A Estátua
A mocinha estava desatenta, passando pela “Praça da Catedral”, quando deu de cara com um sujeito de estatura média, encapuzado e portando o que parecia ser uma pistola 9 milímetros.
— Isso é um assalto! Passa a bolsa! — Diz.
A pobre menina nada fala, apenas entrega, com pavor impresso em seus olhos, a bolsa com dinheiro, cartões de credito e todos os documentos. E o marginal, que também estava alarmado, trata de escafeder-se logo dali.
No centro do local, cercado pelas águas da vistosa fonte, está a estátua do Governador Dix-Sept Rosado, que nada pode fazer além de observar a cena cotidiana.
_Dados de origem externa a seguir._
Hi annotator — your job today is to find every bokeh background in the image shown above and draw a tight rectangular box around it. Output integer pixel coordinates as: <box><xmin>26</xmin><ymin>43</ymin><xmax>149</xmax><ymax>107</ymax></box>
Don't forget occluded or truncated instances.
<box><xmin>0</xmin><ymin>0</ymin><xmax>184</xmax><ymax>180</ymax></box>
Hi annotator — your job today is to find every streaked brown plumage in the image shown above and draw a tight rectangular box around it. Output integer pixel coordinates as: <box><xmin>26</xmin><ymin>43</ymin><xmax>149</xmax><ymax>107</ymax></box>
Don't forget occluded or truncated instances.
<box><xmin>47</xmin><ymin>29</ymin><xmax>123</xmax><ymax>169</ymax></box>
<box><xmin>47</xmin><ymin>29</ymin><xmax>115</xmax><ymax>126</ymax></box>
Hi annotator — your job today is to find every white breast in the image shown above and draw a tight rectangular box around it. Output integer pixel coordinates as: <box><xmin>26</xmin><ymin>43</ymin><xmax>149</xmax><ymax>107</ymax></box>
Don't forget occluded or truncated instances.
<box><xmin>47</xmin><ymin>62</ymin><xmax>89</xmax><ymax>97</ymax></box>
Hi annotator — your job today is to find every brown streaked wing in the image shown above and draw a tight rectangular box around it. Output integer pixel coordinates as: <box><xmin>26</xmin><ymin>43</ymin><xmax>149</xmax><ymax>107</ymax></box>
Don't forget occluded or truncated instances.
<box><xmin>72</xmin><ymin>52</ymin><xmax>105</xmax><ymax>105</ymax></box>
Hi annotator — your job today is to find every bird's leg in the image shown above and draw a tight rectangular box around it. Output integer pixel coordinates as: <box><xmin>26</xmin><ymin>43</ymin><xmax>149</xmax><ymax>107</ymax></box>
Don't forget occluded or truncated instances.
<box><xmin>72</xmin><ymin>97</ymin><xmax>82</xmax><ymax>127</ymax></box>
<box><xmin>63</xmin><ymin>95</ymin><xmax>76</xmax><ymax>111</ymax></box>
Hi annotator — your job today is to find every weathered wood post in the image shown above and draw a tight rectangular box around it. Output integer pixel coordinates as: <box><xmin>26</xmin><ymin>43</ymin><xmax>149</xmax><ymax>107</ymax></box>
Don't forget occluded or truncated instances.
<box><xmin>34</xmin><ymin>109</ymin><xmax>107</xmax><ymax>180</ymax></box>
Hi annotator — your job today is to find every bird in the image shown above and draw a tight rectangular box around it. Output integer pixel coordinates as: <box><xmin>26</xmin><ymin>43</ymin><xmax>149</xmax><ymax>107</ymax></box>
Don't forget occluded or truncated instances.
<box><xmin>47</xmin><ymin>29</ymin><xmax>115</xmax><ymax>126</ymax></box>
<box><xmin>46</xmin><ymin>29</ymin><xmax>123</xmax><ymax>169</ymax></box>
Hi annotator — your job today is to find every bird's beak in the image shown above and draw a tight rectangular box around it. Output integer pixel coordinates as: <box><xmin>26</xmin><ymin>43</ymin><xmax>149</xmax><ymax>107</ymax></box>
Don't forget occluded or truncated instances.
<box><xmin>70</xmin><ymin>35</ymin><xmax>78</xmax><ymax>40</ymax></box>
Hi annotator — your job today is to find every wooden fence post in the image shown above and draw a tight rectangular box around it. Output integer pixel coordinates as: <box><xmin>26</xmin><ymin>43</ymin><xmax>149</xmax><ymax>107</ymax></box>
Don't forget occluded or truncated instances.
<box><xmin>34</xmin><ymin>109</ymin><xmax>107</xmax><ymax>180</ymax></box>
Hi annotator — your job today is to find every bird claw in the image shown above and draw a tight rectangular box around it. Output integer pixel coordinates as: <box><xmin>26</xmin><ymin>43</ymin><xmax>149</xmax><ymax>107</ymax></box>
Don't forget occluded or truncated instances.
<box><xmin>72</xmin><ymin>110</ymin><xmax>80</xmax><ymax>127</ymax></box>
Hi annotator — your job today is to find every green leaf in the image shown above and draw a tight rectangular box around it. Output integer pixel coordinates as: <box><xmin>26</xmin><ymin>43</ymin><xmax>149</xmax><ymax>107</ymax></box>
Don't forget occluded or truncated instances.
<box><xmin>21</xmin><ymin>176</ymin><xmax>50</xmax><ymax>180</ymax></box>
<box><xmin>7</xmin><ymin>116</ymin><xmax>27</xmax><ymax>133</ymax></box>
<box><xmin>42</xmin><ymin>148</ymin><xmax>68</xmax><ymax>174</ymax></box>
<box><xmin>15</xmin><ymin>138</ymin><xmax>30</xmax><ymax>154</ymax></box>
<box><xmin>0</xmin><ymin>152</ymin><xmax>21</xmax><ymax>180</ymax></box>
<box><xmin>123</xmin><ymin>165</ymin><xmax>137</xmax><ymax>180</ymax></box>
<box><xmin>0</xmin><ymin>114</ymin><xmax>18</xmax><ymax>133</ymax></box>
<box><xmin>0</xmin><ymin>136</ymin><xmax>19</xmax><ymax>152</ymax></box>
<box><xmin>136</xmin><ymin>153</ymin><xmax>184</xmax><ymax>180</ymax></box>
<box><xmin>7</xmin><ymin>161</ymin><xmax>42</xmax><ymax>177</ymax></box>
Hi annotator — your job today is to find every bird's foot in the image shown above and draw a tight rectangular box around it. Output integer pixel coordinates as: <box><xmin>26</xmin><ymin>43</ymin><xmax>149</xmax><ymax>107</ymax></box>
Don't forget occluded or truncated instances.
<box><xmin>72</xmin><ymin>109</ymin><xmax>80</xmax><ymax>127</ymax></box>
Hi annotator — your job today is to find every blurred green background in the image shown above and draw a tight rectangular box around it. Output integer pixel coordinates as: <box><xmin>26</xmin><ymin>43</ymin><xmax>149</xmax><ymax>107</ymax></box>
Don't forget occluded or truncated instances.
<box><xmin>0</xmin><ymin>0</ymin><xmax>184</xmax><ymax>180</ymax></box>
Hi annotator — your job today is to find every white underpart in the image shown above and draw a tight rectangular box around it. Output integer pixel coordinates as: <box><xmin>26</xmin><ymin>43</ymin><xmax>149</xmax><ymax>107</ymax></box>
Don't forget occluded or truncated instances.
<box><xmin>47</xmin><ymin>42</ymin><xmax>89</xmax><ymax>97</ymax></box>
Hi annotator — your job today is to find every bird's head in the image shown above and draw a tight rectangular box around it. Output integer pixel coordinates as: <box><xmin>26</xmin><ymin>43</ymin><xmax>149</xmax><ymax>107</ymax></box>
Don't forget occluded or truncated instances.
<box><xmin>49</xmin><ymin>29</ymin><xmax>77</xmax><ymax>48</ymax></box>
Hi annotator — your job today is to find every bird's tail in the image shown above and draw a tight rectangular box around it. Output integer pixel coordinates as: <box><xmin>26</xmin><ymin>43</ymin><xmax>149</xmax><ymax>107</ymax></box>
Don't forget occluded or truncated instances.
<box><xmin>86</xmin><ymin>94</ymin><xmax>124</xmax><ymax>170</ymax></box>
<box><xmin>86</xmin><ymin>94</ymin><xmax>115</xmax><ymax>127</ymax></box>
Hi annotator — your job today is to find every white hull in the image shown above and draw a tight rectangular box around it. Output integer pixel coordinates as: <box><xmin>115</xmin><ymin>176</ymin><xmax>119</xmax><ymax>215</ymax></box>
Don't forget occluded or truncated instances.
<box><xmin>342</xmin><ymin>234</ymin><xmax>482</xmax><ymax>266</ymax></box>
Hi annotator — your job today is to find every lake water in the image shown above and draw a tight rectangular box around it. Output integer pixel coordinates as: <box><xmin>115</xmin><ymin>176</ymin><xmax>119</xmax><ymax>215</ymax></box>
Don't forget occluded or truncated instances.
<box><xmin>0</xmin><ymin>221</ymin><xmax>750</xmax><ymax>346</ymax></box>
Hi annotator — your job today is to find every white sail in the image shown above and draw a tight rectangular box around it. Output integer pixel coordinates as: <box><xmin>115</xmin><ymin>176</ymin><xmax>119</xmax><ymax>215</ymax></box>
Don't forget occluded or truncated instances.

A mocinha chora. O governador já presenciara cenas comoventes, mas nenhuma como aquela.
— Se eu pudesse ajudá-la… — Pensa.
Mas não podia. Teria que ficar ali, com sua postura robusta e seus trajes elegantes por toda eternidade, até que o tempo o destruísse.
A jovem esforça-se para enxugar as lagrimas e seguir seu caminho.
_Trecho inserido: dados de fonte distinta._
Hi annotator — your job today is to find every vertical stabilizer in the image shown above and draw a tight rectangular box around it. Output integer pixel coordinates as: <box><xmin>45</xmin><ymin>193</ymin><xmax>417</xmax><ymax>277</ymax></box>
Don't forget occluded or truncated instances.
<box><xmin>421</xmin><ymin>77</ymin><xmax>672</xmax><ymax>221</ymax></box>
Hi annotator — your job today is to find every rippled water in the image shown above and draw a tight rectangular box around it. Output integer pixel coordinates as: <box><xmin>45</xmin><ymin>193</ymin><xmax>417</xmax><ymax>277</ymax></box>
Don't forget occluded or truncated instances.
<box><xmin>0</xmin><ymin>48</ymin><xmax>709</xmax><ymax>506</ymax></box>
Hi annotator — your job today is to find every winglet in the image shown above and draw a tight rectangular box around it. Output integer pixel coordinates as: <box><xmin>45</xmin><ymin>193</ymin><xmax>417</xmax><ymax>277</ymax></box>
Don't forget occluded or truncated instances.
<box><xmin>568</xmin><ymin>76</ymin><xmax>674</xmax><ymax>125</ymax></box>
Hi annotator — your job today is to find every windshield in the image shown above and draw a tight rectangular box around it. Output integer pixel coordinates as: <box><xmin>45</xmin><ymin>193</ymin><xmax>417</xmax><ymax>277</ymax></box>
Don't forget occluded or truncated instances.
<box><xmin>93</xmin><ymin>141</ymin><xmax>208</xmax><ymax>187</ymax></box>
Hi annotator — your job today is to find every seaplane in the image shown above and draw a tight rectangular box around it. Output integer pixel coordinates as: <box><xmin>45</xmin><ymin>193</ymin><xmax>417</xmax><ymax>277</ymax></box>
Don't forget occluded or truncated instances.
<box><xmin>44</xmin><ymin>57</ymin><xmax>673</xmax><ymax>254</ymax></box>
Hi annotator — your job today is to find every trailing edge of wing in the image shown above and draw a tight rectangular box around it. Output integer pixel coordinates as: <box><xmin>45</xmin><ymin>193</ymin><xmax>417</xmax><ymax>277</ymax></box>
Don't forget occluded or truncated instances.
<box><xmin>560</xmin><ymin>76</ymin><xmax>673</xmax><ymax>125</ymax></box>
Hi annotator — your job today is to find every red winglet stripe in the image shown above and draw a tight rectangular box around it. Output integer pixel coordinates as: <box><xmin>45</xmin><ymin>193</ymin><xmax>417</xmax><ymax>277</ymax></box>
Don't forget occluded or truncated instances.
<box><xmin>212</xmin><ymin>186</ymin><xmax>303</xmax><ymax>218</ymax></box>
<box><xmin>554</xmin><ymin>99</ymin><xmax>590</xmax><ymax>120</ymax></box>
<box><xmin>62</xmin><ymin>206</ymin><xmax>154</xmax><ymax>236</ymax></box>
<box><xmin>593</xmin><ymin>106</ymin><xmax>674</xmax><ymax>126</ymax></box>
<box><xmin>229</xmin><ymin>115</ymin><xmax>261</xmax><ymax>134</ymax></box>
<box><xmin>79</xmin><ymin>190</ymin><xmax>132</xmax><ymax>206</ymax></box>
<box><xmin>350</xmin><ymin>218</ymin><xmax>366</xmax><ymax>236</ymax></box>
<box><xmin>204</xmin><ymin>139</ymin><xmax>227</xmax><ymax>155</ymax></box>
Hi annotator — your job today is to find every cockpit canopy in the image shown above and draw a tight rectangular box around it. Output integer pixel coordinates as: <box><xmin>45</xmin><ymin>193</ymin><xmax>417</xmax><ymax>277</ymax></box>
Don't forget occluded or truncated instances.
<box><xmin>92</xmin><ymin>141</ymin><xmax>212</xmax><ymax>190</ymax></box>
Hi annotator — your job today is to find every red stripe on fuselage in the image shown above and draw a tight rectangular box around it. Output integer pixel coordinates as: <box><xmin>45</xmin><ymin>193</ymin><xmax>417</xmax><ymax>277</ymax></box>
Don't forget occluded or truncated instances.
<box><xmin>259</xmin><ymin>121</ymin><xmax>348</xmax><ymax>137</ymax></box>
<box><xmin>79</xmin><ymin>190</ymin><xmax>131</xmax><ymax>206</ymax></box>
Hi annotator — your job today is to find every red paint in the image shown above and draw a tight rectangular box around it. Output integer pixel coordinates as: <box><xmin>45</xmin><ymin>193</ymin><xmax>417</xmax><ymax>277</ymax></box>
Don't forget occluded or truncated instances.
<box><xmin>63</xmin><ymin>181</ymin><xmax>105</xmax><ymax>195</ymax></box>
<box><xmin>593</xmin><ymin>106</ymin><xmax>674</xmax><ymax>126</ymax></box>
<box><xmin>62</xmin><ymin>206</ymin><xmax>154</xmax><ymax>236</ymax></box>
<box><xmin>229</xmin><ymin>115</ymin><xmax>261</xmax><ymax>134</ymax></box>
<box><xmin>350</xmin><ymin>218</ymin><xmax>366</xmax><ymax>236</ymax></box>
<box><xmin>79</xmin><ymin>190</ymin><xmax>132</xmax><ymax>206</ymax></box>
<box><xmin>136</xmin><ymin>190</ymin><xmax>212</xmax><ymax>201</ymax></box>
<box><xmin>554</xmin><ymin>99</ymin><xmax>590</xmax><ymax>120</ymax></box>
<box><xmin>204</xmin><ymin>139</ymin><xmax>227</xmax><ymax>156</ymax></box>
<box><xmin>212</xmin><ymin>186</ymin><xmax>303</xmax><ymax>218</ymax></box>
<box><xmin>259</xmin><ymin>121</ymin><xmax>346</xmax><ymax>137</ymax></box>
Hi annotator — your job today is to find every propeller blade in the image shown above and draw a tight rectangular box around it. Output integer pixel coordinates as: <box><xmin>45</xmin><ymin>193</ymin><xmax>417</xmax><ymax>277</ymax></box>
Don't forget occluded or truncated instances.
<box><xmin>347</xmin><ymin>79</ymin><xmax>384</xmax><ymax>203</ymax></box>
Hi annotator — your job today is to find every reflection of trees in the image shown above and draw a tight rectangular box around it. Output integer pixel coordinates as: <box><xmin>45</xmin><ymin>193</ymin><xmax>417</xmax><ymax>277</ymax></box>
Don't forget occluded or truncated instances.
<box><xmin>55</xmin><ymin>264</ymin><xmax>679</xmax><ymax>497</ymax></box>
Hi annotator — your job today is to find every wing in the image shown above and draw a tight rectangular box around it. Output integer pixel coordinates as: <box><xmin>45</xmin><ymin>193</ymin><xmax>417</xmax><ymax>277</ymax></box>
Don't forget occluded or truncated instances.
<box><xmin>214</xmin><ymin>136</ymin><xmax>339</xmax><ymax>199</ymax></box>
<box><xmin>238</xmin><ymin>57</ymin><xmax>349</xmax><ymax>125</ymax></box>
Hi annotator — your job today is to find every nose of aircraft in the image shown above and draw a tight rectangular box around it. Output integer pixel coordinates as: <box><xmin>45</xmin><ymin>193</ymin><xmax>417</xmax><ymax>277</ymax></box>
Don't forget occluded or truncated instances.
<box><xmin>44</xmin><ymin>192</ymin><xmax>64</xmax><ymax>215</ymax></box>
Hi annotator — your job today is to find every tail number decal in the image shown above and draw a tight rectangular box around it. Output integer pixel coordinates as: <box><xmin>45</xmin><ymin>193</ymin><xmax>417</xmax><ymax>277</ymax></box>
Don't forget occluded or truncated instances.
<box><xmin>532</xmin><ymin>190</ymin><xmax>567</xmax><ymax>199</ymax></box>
Atravessa a rua e some em meio à multidão de carros, tornando-se poeira ou brisa, nunca se sabe.
E o governador continua ali, assustado, mas com pose de quem acaba de subir num palanque e está prestes a discursar para uma multidão. Jamais o faria, já que era nada mais que um enorme pedaço de bronze, sob um notável pedestal de granito róseo, esculpido por um italiano cujo nome ninguém sabia.
— Não podiam, pelo menos, ter me construído em outro lugar? — indaga.
Queria estar nos mausoléus da Índia, nos mosteiros da China ou nos memoriais dos Estados Unidos. Contentar-se-ia até mesmo se o tivessem construído de costas para orla de Copacabana, como a estátua de Drummond.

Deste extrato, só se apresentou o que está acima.